The first COVID-19 vaccine in China is expected to be ready for clinical trials by the end of April, according to Xu Nanping, China’s vice-minister of science and technology. Inovio Pharmaceuticals plans to begin clinical trials on a coronavirus vaccine in April this year.
The National Medical Products Administration of China has approved the use of Favilavir, an anti-viral drug, as a treatment for coronavirus. The drug has reportedly shown efficacy in treating the disease with minimal side effects in a clinical trial involving 70 patients. The clinical trial is being conducted in Shenzhen, Guangdong province.

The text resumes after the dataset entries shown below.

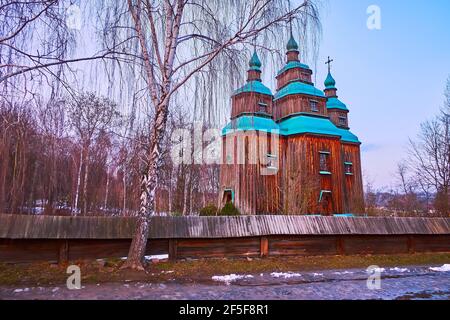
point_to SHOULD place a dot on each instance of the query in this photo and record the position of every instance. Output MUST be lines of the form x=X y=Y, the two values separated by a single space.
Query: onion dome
x=255 y=63
x=330 y=83
x=292 y=44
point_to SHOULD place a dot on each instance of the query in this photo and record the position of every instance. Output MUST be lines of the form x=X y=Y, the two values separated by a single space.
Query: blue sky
x=391 y=79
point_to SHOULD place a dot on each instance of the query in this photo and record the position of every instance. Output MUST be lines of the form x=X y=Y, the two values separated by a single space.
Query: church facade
x=291 y=152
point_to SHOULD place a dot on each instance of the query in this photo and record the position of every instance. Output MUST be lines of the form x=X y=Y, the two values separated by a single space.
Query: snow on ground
x=285 y=275
x=342 y=272
x=227 y=279
x=444 y=268
x=396 y=269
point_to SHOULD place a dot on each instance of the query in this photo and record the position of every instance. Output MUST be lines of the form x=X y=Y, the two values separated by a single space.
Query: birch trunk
x=85 y=182
x=77 y=194
x=149 y=184
x=107 y=190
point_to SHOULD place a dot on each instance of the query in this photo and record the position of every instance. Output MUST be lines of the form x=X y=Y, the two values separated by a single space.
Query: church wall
x=255 y=187
x=302 y=182
x=353 y=192
x=249 y=103
x=298 y=103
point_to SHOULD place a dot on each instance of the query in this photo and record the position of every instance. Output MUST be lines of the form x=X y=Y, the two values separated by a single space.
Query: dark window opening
x=263 y=107
x=324 y=162
x=348 y=168
x=228 y=196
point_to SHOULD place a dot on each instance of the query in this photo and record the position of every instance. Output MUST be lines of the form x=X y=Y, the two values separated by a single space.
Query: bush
x=209 y=211
x=229 y=210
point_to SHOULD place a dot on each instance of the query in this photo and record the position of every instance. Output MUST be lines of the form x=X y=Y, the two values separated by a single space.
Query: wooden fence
x=46 y=238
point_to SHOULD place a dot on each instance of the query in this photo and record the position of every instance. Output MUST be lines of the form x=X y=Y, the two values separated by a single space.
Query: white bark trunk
x=77 y=194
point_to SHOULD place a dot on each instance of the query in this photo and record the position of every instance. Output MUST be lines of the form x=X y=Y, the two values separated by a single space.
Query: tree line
x=69 y=158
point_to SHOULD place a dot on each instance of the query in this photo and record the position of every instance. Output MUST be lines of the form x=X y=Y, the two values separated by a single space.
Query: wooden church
x=291 y=152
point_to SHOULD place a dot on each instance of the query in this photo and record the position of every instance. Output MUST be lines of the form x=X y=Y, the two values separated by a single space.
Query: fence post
x=340 y=245
x=264 y=247
x=63 y=254
x=410 y=244
x=173 y=249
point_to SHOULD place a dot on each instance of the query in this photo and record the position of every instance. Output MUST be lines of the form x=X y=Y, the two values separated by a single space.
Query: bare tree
x=430 y=155
x=175 y=27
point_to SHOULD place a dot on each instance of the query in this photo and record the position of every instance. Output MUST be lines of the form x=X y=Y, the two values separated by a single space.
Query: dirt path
x=396 y=283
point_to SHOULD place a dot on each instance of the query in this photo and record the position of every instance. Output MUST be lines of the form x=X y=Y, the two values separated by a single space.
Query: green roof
x=250 y=123
x=254 y=86
x=292 y=65
x=292 y=126
x=335 y=103
x=298 y=88
x=315 y=125
x=330 y=83
x=255 y=63
x=292 y=44
x=348 y=136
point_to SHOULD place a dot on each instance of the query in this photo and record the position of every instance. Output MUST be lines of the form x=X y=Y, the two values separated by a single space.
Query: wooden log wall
x=43 y=238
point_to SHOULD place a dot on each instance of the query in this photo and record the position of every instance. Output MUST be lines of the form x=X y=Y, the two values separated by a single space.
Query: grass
x=43 y=274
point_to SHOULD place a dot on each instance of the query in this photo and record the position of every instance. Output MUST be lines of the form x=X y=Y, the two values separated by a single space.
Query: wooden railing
x=31 y=238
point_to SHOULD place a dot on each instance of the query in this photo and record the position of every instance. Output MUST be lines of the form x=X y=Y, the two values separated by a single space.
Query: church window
x=324 y=162
x=314 y=106
x=263 y=107
x=348 y=168
x=343 y=120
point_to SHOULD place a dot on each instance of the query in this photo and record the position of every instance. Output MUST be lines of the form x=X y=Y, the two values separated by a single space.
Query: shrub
x=229 y=210
x=209 y=211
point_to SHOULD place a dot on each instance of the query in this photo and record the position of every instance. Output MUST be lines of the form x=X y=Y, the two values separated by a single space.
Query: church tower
x=308 y=161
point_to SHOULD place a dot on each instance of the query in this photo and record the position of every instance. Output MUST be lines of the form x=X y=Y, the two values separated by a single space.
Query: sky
x=391 y=79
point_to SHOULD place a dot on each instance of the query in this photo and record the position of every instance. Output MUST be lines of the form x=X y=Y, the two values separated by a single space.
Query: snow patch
x=444 y=268
x=318 y=274
x=227 y=279
x=396 y=269
x=285 y=275
x=342 y=272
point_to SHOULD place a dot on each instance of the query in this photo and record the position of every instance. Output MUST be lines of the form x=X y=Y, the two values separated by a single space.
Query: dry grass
x=41 y=274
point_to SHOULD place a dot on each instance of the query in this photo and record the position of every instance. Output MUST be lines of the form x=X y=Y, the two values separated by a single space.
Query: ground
x=337 y=277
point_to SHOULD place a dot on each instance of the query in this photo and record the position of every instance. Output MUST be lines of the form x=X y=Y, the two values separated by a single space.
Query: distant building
x=291 y=152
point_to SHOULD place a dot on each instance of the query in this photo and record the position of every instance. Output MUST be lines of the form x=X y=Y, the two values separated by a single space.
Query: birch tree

The US Food and Drug Administration (FDA) approved limited emergency use for chloroquine and hydroxychloroquine as a treatment for COVID-19.
March 22, 2020 - from The American Assoc for the Advancement of Science - by Kai Kupferschmidt & Jon Cohen
WHO Launches Global Megatrial of the Four Most Promising Coronavirus Treatments
Excerpt: Could any of these drugs hold the key to saving coronavirus disease 2019 (COVID-19) patients from serious harm or death? On Friday, the World Health Organization (WHO) announced a large global trial, called SOLIDARITY, to find out whether any can treat infections with the new coronavirus for the dangerous respiratory disease. It’s an unprecedented effort—an all-out, coordinated push to collect robust scientific data rapidly during a pandemic. The study, which could include many thousands of patients in dozens of countries, has been designed to be as simple as possible so that even hospitals overwhelmed by an onslaught of COVID-19 patients can participate.
With about 15% of COVID-19 patients suffering from severe disease and hospitals being overwhelmed, treatments are desperately needed. So rather than coming up with compounds from scratch that may take years to develop and test, researchers and public health agencies are looking to repurpose drugs already approved for other diseases and known to be largely safe. They’re also looking at unapproved drugs that have performed well in animal studies with the other two deadly coronaviruses, which cause severe acute respiratory syndrome (SARS) and Middle East respiratory syndrome (MERS).
Drugs that slow or kill the novel coronavirus, called severe acute respiratory syndrome coronavirus 2 (SARS-CoV-2), could save the lives of severely ill patients, but might also be given prophylactically to protect health care workers and others at high risk of infection. Treatments may also reduce the time patients spend in intensive care units, freeing critical hospital beds.
Scientists have suggested dozens of existing compounds for testing, but WHO is focusing on what it says are the four most promising therapies: an experimental antiviral compound called remdesivir; the malaria medications chloroquine and hydroxychloroquine; a combination of two HIV drugs, lopinavir, and ritonavir; and that same combination plus interferon-beta, an immune system messenger that can help cripple viruses. Some data on their use in COVID-19 patients have already emerged—the HIV combo failed in a small study in China—but WHO believes a large trial with a greater variety of patients is warranted.